Progressive educators face regular attacks on social media. Comments are often aggressive and malicious, with traditionalists playing to the mob mentality of their followers by jeering at progressive ideas. This blog has documented the caricatures with which traditionalists hope to score cheap points in on-line ‘debate’. We expect nothing less. Traditionalists can only be defensive about regurgitating their sterile, discredited and moribund prescriptions for education.
What is more puzzling is the way progressives respond to the attacks by denying they are progressive. In an exchange on twitter, a seeming progressive (who uses the handle @imagineinquiry) rejected the term. He was answering a traditionalist’s question that contained, we note, a typical personal provocation.
The argument runs as follows: The traditionalists have taken over and defined the term ‘progressive’. They construct a straw man out of it for their own purposes. Consequently, the term has been debased and serves now only as a term of abuse. If we associate ourselves with the term, we are accepting, and even condoning, their definition.
In the current educational climate in the UK, it is true that there are risks to calling yourself ‘progressive’. This blog continues to remain anonymous because standing against the reactionary government and, in particular, the arch-traditionalist Schools Minister can be dangerous. A former Secretary of State for Education, for example, criticised the resources a history teacher had posted on-line. Progressive teachers, as state employees, might come under pressure to moderate their views (at least in the classroom and on public blogs) and educational consultants face losing contracts with state schools. In such circumstances, the easiest approach is to fold and deny being progressive.
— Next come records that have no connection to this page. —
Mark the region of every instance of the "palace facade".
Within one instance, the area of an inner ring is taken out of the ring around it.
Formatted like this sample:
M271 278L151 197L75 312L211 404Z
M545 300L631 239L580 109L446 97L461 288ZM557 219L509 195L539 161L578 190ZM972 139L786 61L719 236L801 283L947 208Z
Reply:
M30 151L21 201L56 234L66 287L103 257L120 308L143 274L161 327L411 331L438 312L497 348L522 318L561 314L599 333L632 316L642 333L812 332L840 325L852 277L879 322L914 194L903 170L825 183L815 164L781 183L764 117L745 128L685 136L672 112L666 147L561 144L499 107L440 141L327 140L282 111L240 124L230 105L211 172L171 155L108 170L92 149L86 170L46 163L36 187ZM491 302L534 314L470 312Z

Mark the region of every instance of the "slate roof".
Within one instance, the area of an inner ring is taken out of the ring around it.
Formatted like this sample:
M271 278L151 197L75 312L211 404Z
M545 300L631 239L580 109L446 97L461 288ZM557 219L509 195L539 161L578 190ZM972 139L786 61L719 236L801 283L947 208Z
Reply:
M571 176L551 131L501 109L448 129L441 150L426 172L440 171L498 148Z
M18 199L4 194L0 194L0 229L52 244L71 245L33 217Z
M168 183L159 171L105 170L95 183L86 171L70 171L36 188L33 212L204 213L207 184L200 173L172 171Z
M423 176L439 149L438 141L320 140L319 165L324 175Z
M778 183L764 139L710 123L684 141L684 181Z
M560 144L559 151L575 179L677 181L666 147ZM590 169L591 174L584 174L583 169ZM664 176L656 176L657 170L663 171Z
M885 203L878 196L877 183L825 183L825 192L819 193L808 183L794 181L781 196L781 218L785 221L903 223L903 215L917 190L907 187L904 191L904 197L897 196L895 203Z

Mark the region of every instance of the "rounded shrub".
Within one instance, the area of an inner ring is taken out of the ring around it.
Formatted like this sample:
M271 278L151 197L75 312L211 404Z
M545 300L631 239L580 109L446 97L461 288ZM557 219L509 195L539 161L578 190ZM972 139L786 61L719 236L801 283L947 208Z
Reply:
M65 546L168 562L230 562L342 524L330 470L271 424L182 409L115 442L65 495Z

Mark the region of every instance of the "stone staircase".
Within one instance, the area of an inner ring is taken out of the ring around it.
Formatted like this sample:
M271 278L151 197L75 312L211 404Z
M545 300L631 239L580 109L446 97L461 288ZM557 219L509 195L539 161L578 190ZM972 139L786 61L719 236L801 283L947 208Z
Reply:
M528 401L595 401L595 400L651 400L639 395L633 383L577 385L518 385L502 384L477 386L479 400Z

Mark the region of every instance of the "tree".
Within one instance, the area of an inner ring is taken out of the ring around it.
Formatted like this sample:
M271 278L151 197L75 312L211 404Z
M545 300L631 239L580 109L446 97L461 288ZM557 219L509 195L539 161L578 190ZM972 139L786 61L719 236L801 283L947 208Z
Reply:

However, denial means accepting defeat in the long-running debate about educational ideas. That the debate has endured for over 120 years – since Dewey began to define modern progressivism in the 1890s – is testament to the ground-breaking work of progressive educationalists (such as those to which this blog is dedicated). Just because there is currently a noisy minority of traditionalists emboldened by government patronage does not mean we should deny our heritage.
Rather than dissociate ourselves from the rich tradition of progressivism, we should be studying our roots and re-evaluating our mission. We should appraise what ‘progressive’ has meant in different times and build upon that understanding to develop a conception of the term relevant for our context. Strengthened by our knowledge of the genesis of progressive ideas in education, we can enter contemporary discussions by proudly declaring ourselves to be PROGRESSIVE.